I also picked up the second novel in Vaughn Heppner’s Lost Starship series, The Lost Command, wherein Captain Maddox has to get his crew back together to rescue the missing Professor Ludendorff, repair the alien, millenia-old starship Victory, and help a beleaguered Star Watch fleet pull out a badly needed victory against the New Men. This is a step up from routine enjoyable brain candy, and I’m looking forward a lot to the next two books.

I cannot, for the life of me, understand why Baen or somebody else hasn’t brought all of the late Joel Rosenberg’s books back into print. Perhaps best known for his two combat SF novels about the Metzada Mercenary Corps, Hero and Not for Glory, Rosenberg also did a couple of other novels in the setting of the Thousand Worlds, Emile and the Dutchman and Ties of Blood and Silver. These are listed as books 2 and 1 of the Metzada series, but they really aren’t; there is a character in Emile and the Dutchman who is a Metzadan, and in Ties of Blood and Silver one of the characters talks about hiring a Metzadan as a swordsmanship teacher, but neither of these books is at all like the other two, and if you go into it thinking these are going to be about Metzada and the MMC, you’re going to be disappointed. (SPOILER – despite Ties of Blood and Silver, being set on Oroga, you don’t find out if Shimon Bar-El took the payoff or not, either.) That having been said, Emile and the Dutchman is a pretty good string of first contact stories strung together with some connective verbiage (letters from the protagonist, mostly) and Ties of Blood and Silver is…different. The cynical protagonist, who makes his living as a thief in the seedier parts of Oroga’s slums, finds himself with an affinity to the alien schtann, and most of the novel revolves around his gradual realization that belonging to the schrift of the precious metal workers is in fact his destiny. It’s a good read.
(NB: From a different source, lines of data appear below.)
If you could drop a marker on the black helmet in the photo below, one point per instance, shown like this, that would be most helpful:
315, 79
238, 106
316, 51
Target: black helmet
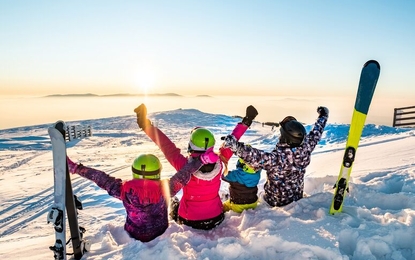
292, 131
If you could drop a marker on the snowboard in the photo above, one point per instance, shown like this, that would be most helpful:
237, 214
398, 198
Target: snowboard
367, 84
64, 199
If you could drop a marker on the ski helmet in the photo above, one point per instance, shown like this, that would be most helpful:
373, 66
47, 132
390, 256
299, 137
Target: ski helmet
292, 131
245, 167
200, 140
146, 166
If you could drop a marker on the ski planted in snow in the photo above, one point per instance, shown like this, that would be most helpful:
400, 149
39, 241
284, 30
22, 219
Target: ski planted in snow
57, 214
65, 200
367, 85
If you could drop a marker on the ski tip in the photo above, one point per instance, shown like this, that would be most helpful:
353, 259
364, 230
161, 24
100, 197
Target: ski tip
372, 62
60, 125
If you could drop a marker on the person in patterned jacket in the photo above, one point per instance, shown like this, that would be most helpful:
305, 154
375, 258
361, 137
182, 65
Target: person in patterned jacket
145, 197
200, 207
286, 164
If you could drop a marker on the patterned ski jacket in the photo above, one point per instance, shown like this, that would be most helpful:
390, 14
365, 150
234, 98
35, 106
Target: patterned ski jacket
200, 200
144, 201
285, 166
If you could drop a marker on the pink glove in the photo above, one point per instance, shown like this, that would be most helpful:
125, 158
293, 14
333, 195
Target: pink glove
209, 156
71, 165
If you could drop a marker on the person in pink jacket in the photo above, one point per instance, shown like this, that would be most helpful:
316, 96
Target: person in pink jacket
200, 206
145, 197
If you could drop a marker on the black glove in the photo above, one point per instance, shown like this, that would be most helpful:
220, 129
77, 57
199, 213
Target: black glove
322, 111
142, 120
251, 113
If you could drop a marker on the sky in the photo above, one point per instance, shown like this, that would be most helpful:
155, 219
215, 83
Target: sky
377, 221
290, 48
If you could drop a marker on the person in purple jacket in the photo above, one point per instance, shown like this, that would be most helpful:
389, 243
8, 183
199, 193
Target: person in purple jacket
145, 197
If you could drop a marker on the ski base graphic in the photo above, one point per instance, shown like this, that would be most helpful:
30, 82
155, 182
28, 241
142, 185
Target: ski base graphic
367, 85
65, 202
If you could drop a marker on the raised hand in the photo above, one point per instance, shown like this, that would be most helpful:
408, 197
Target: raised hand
141, 112
322, 111
230, 142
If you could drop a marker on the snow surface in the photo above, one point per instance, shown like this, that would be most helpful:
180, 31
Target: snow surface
377, 221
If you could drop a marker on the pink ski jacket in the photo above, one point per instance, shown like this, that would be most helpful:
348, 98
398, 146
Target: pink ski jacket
200, 200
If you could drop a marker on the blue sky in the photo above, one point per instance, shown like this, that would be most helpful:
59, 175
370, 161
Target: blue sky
305, 48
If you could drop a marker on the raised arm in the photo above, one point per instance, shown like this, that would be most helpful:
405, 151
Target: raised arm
169, 149
238, 131
110, 184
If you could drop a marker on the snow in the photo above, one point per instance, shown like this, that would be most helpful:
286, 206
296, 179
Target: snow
377, 221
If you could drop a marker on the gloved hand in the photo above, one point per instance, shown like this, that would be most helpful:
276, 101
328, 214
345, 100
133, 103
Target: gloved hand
322, 111
142, 120
209, 156
250, 115
230, 142
73, 167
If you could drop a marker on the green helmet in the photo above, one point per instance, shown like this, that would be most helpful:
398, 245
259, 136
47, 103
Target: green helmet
146, 166
200, 140
245, 167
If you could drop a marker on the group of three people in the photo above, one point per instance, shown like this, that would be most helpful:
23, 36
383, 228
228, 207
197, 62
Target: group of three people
147, 197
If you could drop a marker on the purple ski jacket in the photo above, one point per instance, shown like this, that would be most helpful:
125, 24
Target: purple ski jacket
144, 200
285, 166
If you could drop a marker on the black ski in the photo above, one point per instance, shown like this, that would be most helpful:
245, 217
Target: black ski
71, 201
This is probably a good place to mention that my new book, What Did You Do In The Cold War, Dad? is available on Amazon for the Kindle. Reviews are very welcome!


8 Responses to “Off To The Side”

  1. Fail Burton
    December 20th, 2015 @ 8:13 pm

    i’ll tell you two other long out of print mercenary SF novels but with loads of nuance Baen could make money on: The War for Eternity and The Black Ship, from ’83 and ’85 by Christopher Rowley. Two of the best I have ever read of any kind of SF.

  2. Wombat_socho
    December 20th, 2015 @ 9:28 pm

    People keep mentioning Rowley to me. I should go look for some of his stuff.

  3. Daniel O'Brien
    December 21st, 2015 @ 9:50 am

    Hugo awards these days are meaningless.

  4. Wombat_socho
    December 21st, 2015 @ 3:22 pm

    They still meant something 25 years ago when Downbelow Station won Best Novel.

  5. Daniel O'Brien
    December 21st, 2015 @ 4:13 pm

    I defer to the master.

  6. Unix-Jedi
    December 22nd, 2015 @ 8:44 am

    Some of his stuff is awful.

    Those two are very good.

  7. Unix-Jedi
    December 22nd, 2015 @ 8:46 am

    heir azi workers are completely unequipped psychologically to survive the breakdown of the colony,

    Have you not gotten to Cyteen yet? That’s actually a thread dealt with in that book, how Emory actually handled that.

    IMO, Cyteen (1988) is still the gold standard when it comes to Cloning Sci-fi.